Enzyme Basics

About this site:

This independent site is for education and information about digestive enzymes. There is a large need to provide practical and general information on enzyme therapy for a wide range of uses.

Enzymes have been around a very long time. Hopefully this site will help reduce the learning curve.

Ideas, comments, and questions are welcome.

~ Disclaimer ~



Selecting Enzyme Products

There are two main considerations in getting the best results with digestive enzymes:
(adapted excerpt from book 'Enzymes for Autism and other Neurological Conditions')


Type of Enzyme

Enzymes are very specific. Each has a particular job it does and it does only that job. So you want to get the right type of enzymes for the right type of food or job you want the enzyme to work on. Enzymes must have the right shape and chemistry to function. Here are some animations that shows how the shape of the enzyme and the substrate are important:







Specific enzymes work on specific foods. You need the right type of enzyme for the foods you want it to break down. Think of the foods you have problems with and then choose a product that contains at least those types of enzymes. Here is a list of the common enzyme types and foods they act on.

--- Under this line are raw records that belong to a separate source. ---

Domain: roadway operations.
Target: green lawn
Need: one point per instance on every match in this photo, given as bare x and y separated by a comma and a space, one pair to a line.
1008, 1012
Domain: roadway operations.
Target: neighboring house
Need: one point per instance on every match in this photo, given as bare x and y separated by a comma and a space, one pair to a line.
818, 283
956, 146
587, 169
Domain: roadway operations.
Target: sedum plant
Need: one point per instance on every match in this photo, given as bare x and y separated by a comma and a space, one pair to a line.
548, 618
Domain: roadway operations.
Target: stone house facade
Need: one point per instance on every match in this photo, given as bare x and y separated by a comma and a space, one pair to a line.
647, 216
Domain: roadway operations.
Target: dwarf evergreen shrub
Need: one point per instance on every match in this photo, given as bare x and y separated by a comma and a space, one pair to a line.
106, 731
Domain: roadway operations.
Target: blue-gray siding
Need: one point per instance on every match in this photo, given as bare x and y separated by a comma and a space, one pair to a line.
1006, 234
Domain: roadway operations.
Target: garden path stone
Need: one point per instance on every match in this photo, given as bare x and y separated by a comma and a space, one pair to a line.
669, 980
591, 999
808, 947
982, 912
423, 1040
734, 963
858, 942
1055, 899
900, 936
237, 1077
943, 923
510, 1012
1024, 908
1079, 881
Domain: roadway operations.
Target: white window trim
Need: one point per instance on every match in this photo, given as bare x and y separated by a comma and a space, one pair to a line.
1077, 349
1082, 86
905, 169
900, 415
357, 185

Digestive enzymes are enzymes that break down food into usable material. The major different types of digestive enzymes are:

• amylase – breaks down carbohydrates, starches, and sugars which are prevalent in potatoes, fruits, vegetables, and many snack foods

• lactase – breaks down lactose (milk sugars)
• diastase – digests vegetable starch
• sucrase – digests complex sugars and starches
• maltase – digests disaccharides to monosaccharides (malt sugars)
• invertase – breaks down sucrose (table sugar)
• glucoamylase – breaks down starch to glucose
• alpha-glactosidase – facilitates digestion of beans, legumes, seeds,
roots, soy products, and underground stems

• protease – breaks down proteins found in meats, nuts, eggs, and cheese

• pepsin – breaks down proteins into peptides
• peptidase – breaks down small peptide proteins to amino acids
• trypsin – derived from animal pancreas, breaks down proteins
• alpha – chymotrypsin, an animal-derived enzyme, breaks down proteins
• bromelain – derived from pineapple, breaks down a broad spectrum of proteins, has anti-inflammatory properties, effective over very wide pH range
• papain – derived from raw papaya, broad range of substrates and pH, works well breaking down small and large proteins

• lipase – breaks down fats found in most dairy products, nuts, oils, and meat

• cellulase – breaks down cellulose, plant fiber; not found in humans

• other stuff

• betaine HCL – increases the hydrochloric acid content of the upper digestive system; activates the protein digesting enzyme pepsin in the stomach (does not influence plant- or fungal-derived enzymes)
• CereCalase™ – a unique cellulase complex from National Enzyme Company that maximizes fiber and cereal digestion and absorption of essential minerals; an exclusive blend of synergistic phytase, hemicellulase, and beta-glucanase
• endoprotease – cleaves peptide bonds from the interior of peptide chains
• exoprotease – cleaves off amino acids from the ends of peptide chains
• extract of ox bile – an animal-derived enzyme, stimulates the intestine to move
• fructooligosaccharides (FOS) – helps support the growth of friendly intestinal microbes, also inhibits the growth of harmful species
• L-glutamic acid – activates the protein digesting enzyme pepsin in the stomach
• lysozyme – an animal-derived enzyme, and a component of every lung cell; lysozyme is very important in the control of infections, attacks invading bacterial and viruses
• papayotin – from papaya
• pancreatin – an animal-derived enzyme, breaks down protein and fats
• pancrelipase – an animal-derived enzyme, breaks down protein, fats, and carbohydrates
• pectinase – breaks down the pectin in fruit
• phytase – digests phytic acid, allows minerals such as calcium, zinc,
copper, manganese, etc. to be more available by the body, but does not break down any food proteins
• xylanase – breaks down xylan sugars, works well with grains such as corn



Enzymes work on contact. So the enzymes must be in physical contact with the food or substance in order to work. Enzymes usually come in capsules you can open or swallow, or as enterically coated tablets. The capsules are preferable because they can either dissolve in the stomach releasing the enzymes, or you can open the capsules and mix the enzymes with any food or drink and take at the beginning of a meal. This allows the enzymes to be breaking down food in the stomach before it passes in into the small intestine.

Capsules are either vegetable-based (veggie) or gelatin-based. Both types will dissolve in your gut. Some people find that they get much better results from veggie capsules if they wait about 20-30 minutes to allow more time for the veggie capsules to dissolve. This has not been an issue with gelatin capsules because they dissolve right away at body temperature, whereas the veggie capsules may not. Other people find they get best results by opening the capsules and mixing the enzymes with the food before eating. You may want to experiment a little to see which method gives you best results.